When you see a logo in its final stage, it’s easy to say, “anyone can do that.” Without a supportive case study, it’s hard to imagine what went into making the piece of art you admire right in front of you.
What happens a lot is we overvalue the outcome versus the process.
Let Ideas Grow
Rather than thinking about what the end result will look like, execute on the process.
Going through the process gives you the opportunity to develop ideas on paper, make proper adjustments and assess your goals without sacrificing quality. While there are no concrete “rules” to follow in design, it’s important to have a consistent process to rely on. What works for you might not work for someone else, but you should consider what you’re trying to accomplish before making decisions.
A good example of this is a marathon. Most people can’t show up on the day of the marathon and expect to succeed.
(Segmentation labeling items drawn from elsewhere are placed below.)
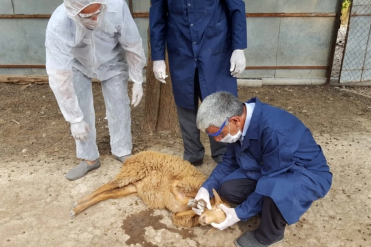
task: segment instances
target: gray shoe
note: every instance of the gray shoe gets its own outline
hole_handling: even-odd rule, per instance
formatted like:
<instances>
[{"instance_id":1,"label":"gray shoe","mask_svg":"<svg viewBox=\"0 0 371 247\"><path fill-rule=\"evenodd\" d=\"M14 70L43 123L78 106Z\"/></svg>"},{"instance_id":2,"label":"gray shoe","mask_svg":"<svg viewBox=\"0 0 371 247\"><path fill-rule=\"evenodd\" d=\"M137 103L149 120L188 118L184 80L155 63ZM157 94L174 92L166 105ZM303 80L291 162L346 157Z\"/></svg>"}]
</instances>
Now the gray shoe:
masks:
<instances>
[{"instance_id":1,"label":"gray shoe","mask_svg":"<svg viewBox=\"0 0 371 247\"><path fill-rule=\"evenodd\" d=\"M269 244L263 244L255 238L254 236L254 231L247 231L244 234L237 239L234 244L237 247L267 247L278 244L283 240L283 235L282 235L276 240Z\"/></svg>"},{"instance_id":2,"label":"gray shoe","mask_svg":"<svg viewBox=\"0 0 371 247\"><path fill-rule=\"evenodd\" d=\"M128 154L128 155L125 155L123 156L119 157L118 156L116 156L115 155L115 158L119 161L121 161L122 163L124 163L124 162L125 161L125 160L130 157L131 156L131 154Z\"/></svg>"},{"instance_id":3,"label":"gray shoe","mask_svg":"<svg viewBox=\"0 0 371 247\"><path fill-rule=\"evenodd\" d=\"M66 178L70 181L76 180L82 177L88 172L98 169L100 167L101 161L99 159L91 166L88 165L86 161L83 160L77 166L67 173Z\"/></svg>"}]
</instances>

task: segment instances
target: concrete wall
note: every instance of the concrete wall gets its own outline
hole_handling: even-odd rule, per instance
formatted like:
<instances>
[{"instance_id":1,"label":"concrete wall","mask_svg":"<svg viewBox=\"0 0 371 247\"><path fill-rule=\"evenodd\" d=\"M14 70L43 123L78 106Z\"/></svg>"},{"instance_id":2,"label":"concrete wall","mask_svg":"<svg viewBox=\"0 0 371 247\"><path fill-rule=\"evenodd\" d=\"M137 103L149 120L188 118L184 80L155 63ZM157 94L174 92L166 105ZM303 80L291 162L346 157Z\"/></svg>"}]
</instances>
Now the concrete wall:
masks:
<instances>
[{"instance_id":1,"label":"concrete wall","mask_svg":"<svg viewBox=\"0 0 371 247\"><path fill-rule=\"evenodd\" d=\"M335 13L335 0L244 0L247 13ZM0 14L48 14L63 0L0 0ZM134 12L148 11L150 0L134 0ZM327 66L334 17L247 17L249 66ZM0 19L0 64L43 64L47 19ZM147 56L148 19L135 22ZM3 35L6 34L6 35ZM0 69L0 74L45 74L44 69ZM242 77L323 78L325 70L246 70Z\"/></svg>"}]
</instances>

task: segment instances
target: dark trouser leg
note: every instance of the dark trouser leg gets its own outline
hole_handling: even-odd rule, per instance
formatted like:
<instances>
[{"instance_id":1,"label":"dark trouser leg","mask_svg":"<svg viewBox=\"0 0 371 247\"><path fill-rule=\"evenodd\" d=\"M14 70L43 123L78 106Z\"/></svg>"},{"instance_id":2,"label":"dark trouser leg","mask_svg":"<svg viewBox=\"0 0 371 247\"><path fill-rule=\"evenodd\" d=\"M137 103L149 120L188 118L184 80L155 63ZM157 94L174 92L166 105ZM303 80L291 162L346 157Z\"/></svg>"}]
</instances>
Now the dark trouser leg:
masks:
<instances>
[{"instance_id":1,"label":"dark trouser leg","mask_svg":"<svg viewBox=\"0 0 371 247\"><path fill-rule=\"evenodd\" d=\"M248 178L231 180L221 184L219 193L228 202L239 205L255 190L256 186L256 181ZM263 197L261 217L259 226L254 232L259 243L269 244L283 234L286 222L270 197Z\"/></svg>"},{"instance_id":2,"label":"dark trouser leg","mask_svg":"<svg viewBox=\"0 0 371 247\"><path fill-rule=\"evenodd\" d=\"M200 140L200 131L197 128L196 119L200 94L198 72L196 69L194 77L194 110L189 110L177 106L180 131L183 138L184 153L183 158L196 165L201 164L204 159L205 148Z\"/></svg>"},{"instance_id":3,"label":"dark trouser leg","mask_svg":"<svg viewBox=\"0 0 371 247\"><path fill-rule=\"evenodd\" d=\"M205 148L200 140L200 130L196 124L197 110L189 110L177 106L180 131L183 138L183 158L192 164L202 162Z\"/></svg>"},{"instance_id":4,"label":"dark trouser leg","mask_svg":"<svg viewBox=\"0 0 371 247\"><path fill-rule=\"evenodd\" d=\"M196 109L198 108L199 99L201 101L203 100L200 86L198 71L196 69L194 75L194 105ZM220 163L223 160L223 154L227 150L227 143L218 142L212 136L209 137L209 140L210 141L211 157L217 163Z\"/></svg>"},{"instance_id":5,"label":"dark trouser leg","mask_svg":"<svg viewBox=\"0 0 371 247\"><path fill-rule=\"evenodd\" d=\"M211 156L217 163L220 163L223 160L223 154L227 150L227 143L218 142L212 136L209 137Z\"/></svg>"},{"instance_id":6,"label":"dark trouser leg","mask_svg":"<svg viewBox=\"0 0 371 247\"><path fill-rule=\"evenodd\" d=\"M230 203L239 205L244 201L256 187L256 181L248 178L232 179L220 186L220 196Z\"/></svg>"},{"instance_id":7,"label":"dark trouser leg","mask_svg":"<svg viewBox=\"0 0 371 247\"><path fill-rule=\"evenodd\" d=\"M270 197L263 197L262 218L255 232L256 240L263 244L273 243L283 235L286 221Z\"/></svg>"}]
</instances>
You have to go through the process of training. Today, you might make it around the block. Tomorrow, two blocks, and so on until you have built up enough endurance to successfully finish the marathon.
While finishing the marathon is a huge accomplishment, it’s easy to see that the training (aka the process), was actually the crucial factor in your success. The exact same concept applies to design.
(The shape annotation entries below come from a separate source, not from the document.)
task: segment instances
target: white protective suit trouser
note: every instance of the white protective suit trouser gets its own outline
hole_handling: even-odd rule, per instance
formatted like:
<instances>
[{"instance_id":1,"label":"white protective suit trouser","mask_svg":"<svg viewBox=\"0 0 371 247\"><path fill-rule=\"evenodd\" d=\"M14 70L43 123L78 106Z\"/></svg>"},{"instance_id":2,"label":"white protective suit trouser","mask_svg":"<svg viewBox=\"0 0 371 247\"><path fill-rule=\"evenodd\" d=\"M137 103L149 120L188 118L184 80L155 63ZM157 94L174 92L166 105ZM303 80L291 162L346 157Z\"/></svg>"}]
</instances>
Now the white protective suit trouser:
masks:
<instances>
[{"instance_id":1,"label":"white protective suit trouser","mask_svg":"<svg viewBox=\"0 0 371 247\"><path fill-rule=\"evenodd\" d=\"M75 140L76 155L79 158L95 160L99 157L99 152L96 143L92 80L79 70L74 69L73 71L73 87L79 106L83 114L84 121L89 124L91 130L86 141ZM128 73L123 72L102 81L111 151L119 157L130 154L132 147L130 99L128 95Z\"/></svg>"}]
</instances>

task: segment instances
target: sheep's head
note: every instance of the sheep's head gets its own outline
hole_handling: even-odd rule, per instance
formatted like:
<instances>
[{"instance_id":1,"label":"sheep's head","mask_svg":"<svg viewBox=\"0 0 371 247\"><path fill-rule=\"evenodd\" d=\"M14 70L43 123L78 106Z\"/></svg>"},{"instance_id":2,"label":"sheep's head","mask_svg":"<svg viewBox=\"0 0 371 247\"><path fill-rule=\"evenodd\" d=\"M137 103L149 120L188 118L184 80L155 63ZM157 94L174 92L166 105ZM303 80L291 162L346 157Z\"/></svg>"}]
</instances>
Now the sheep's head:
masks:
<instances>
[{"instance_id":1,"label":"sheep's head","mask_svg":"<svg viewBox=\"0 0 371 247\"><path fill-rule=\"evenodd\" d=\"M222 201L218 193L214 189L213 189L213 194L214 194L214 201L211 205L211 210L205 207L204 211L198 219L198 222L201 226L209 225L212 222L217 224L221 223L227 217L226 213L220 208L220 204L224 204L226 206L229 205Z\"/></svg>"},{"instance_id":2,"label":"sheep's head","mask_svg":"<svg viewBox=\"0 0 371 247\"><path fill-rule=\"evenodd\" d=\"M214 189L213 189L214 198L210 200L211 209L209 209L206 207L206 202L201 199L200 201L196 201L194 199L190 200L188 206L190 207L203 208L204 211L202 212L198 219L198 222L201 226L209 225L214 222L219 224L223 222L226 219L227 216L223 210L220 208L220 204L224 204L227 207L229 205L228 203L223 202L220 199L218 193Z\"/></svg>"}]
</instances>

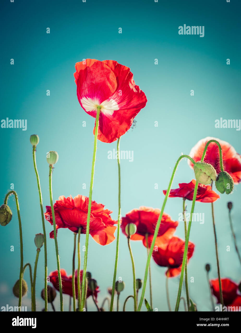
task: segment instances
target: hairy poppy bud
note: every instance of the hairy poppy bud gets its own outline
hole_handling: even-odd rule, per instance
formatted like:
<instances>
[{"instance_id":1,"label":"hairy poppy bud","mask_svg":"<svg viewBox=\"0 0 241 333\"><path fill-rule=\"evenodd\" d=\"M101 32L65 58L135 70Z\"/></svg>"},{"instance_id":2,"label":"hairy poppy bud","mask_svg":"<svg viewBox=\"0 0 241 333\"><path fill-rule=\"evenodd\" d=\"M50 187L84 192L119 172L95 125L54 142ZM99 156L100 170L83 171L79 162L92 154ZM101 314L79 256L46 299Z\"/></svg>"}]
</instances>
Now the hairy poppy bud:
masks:
<instances>
[{"instance_id":1,"label":"hairy poppy bud","mask_svg":"<svg viewBox=\"0 0 241 333\"><path fill-rule=\"evenodd\" d=\"M215 182L216 188L223 194L229 194L233 189L234 182L233 178L226 171L221 171L218 175Z\"/></svg>"},{"instance_id":2,"label":"hairy poppy bud","mask_svg":"<svg viewBox=\"0 0 241 333\"><path fill-rule=\"evenodd\" d=\"M37 233L34 238L35 245L38 249L40 249L44 243L44 238L42 233Z\"/></svg>"},{"instance_id":3,"label":"hairy poppy bud","mask_svg":"<svg viewBox=\"0 0 241 333\"><path fill-rule=\"evenodd\" d=\"M118 281L116 281L115 282L115 286L114 288L117 292L117 294L118 294L121 291L122 291L123 290L124 290L125 287L125 282L123 282L123 281L122 282L119 282Z\"/></svg>"},{"instance_id":4,"label":"hairy poppy bud","mask_svg":"<svg viewBox=\"0 0 241 333\"><path fill-rule=\"evenodd\" d=\"M0 207L0 224L5 226L12 219L12 213L7 205L2 205Z\"/></svg>"},{"instance_id":5,"label":"hairy poppy bud","mask_svg":"<svg viewBox=\"0 0 241 333\"><path fill-rule=\"evenodd\" d=\"M129 223L128 224L127 224L125 231L127 236L130 237L136 232L137 226L134 223Z\"/></svg>"},{"instance_id":6,"label":"hairy poppy bud","mask_svg":"<svg viewBox=\"0 0 241 333\"><path fill-rule=\"evenodd\" d=\"M228 208L230 210L231 210L233 208L233 202L231 201L230 201L229 202L228 202Z\"/></svg>"},{"instance_id":7,"label":"hairy poppy bud","mask_svg":"<svg viewBox=\"0 0 241 333\"><path fill-rule=\"evenodd\" d=\"M90 279L89 282L89 288L93 292L97 287L97 282L94 279Z\"/></svg>"},{"instance_id":8,"label":"hairy poppy bud","mask_svg":"<svg viewBox=\"0 0 241 333\"><path fill-rule=\"evenodd\" d=\"M33 134L30 137L30 142L33 146L37 146L39 142L39 138L37 134Z\"/></svg>"},{"instance_id":9,"label":"hairy poppy bud","mask_svg":"<svg viewBox=\"0 0 241 333\"><path fill-rule=\"evenodd\" d=\"M137 279L136 280L136 285L137 287L137 290L139 290L141 289L142 286L142 280L141 279Z\"/></svg>"},{"instance_id":10,"label":"hairy poppy bud","mask_svg":"<svg viewBox=\"0 0 241 333\"><path fill-rule=\"evenodd\" d=\"M56 292L55 289L51 286L47 286L47 301L52 303L56 297ZM45 300L45 294L44 289L43 289L41 292L41 297L44 300Z\"/></svg>"},{"instance_id":11,"label":"hairy poppy bud","mask_svg":"<svg viewBox=\"0 0 241 333\"><path fill-rule=\"evenodd\" d=\"M211 164L203 162L197 162L193 166L193 169L196 179L201 184L208 185L216 179L216 170Z\"/></svg>"},{"instance_id":12,"label":"hairy poppy bud","mask_svg":"<svg viewBox=\"0 0 241 333\"><path fill-rule=\"evenodd\" d=\"M28 291L28 285L27 282L24 280L22 279L22 296L23 297L27 293ZM19 297L19 280L18 280L16 282L13 288L13 292L14 296L16 297Z\"/></svg>"},{"instance_id":13,"label":"hairy poppy bud","mask_svg":"<svg viewBox=\"0 0 241 333\"><path fill-rule=\"evenodd\" d=\"M58 155L57 152L49 152L47 154L47 162L49 164L55 164L58 162Z\"/></svg>"},{"instance_id":14,"label":"hairy poppy bud","mask_svg":"<svg viewBox=\"0 0 241 333\"><path fill-rule=\"evenodd\" d=\"M209 264L207 264L205 266L205 269L206 270L207 272L208 272L211 269L211 267Z\"/></svg>"}]
</instances>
Focusing on the small tasks immediately in front of you will allow you to accomplish great things with value in the future.
People only see the results. They don’t see the endless hours spent in the gym working, sweating, screaming. – Arnorld Schwarzenegger
Create More Value
If you’re taking on pro bono projects, make it clear to your client that the work isn’t exactly “free.” Have a dollar amount shown with a line through it like this:
$1,000. This will make the client understand that there’s value behind what you do. By showing your process in a case study, you reinforce this concept even more.
It’s easy to dumb-down creative work because people are used to only seeing the polished version and not all the revisions, breaks, sketches, outlines, mind maps, research, brainstorming and time that went into it, which are all part of the process.
If you were to compare a design that went through a 4-week development process to one that took a day, which do you think would be more effective in the long run?
Questions to Ask Yourself
- Do I know my process?
- Is it written down?
- Does my client know the value if it’s free?
- Am I documenting the design process in a case study?
- Why? (ask this a lot)
Making a design look effortless takes a lot of effort. As artists and designers, it’s our job to communicate the message visually while also making it effective and beautiful.